Even as the country was turning to the 99-year-old, New York-based nonprofit, it became increasingly clear that the organization’s digital infrastructure wasn’t quite up to the task.

According to Marco Carbone, the ACLU’s then-associate director of IT, he and his team at the time had never imagined that roughly 5 million people would hit their website at once–until it happened during CEO Anthony Romero’s interview with Rachel Maddow on MSNBC in 2016. “We had to turn all our attention to the infrastructure that was supporting this huge surge,” he says. They were able to bring the site back online in about 10 minutes.

Today Carbone is CTO of the ACLU, overseeing a team that has grown beyond just IT to include a new product development group–a sort of internal startup composed of designers and developers who came from the United States Digital Service, the New York Times, and Kickstarter. The six-person team aims to make the ACLU’s often wonky legal fights easily accessible and support the ACLU’s advocacy arm by helping people find information about elections.

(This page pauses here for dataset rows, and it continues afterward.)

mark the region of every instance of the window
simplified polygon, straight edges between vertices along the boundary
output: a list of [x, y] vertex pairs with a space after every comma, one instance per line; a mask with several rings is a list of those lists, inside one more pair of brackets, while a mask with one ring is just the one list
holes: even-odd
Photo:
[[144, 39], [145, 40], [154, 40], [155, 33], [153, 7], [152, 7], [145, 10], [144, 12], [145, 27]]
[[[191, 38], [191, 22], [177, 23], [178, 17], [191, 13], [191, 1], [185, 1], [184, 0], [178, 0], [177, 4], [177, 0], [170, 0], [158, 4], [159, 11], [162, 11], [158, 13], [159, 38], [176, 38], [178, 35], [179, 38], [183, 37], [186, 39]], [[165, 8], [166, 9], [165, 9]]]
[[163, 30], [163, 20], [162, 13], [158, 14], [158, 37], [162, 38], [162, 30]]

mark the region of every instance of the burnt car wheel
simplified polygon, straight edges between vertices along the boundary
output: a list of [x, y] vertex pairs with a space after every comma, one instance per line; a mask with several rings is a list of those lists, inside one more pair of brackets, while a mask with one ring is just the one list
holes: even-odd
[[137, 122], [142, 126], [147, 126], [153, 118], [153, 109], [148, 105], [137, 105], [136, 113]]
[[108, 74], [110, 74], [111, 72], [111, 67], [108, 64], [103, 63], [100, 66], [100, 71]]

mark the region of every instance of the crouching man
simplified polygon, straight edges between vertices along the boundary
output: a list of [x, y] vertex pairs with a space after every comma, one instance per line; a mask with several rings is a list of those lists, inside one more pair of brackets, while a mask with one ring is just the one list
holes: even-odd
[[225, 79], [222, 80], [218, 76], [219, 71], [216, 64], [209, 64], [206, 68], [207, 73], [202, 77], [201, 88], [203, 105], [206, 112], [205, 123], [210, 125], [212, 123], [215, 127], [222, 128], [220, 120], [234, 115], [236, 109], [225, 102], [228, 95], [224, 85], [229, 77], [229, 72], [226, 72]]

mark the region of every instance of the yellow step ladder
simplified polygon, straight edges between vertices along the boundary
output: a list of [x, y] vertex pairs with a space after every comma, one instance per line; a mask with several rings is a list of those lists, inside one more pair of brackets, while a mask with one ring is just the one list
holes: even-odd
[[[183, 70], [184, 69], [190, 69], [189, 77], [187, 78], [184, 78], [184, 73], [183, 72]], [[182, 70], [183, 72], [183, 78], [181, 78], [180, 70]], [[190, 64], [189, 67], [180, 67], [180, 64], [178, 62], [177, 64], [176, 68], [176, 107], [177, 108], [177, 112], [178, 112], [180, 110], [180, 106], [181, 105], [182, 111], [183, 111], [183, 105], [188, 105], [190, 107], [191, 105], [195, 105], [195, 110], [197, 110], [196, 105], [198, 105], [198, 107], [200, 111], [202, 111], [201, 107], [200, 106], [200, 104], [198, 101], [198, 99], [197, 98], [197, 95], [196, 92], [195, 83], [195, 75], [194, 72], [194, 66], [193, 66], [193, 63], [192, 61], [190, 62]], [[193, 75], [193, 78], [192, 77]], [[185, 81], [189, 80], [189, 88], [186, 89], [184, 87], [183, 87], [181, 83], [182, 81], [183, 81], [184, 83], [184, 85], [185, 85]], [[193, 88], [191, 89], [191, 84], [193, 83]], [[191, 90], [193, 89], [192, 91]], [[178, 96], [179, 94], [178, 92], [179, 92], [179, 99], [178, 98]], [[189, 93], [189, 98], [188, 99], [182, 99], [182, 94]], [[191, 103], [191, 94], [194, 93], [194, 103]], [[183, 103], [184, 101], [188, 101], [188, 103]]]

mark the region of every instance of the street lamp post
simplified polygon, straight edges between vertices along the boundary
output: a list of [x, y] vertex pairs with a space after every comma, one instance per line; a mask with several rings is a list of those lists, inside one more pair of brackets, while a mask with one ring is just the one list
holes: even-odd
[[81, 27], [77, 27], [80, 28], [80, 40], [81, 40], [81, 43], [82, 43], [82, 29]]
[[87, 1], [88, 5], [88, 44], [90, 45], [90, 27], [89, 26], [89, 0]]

For now, the ACLU’s goal is to resist Trump and his administration’s steady walk back of civil liberties, including immigrant rights, criminal justice, reproductive rights, and voting rights. After all, the ACLU’s new tech prowess is thanks almost entirely to what the organization calls the “Trump bump,” or the approximately $120 million in online donations that have poured in since the election.

While the ACLU’s lawyers fight Trump in the courts, the product development team fights him online by mobilizing the resistance using data visualization, sticky design, and an open-source data infrastructure that puts privacy first.

For the next three months, they will be laser-focused on one thing: A forceful repudiation of Trump in the midterm elections.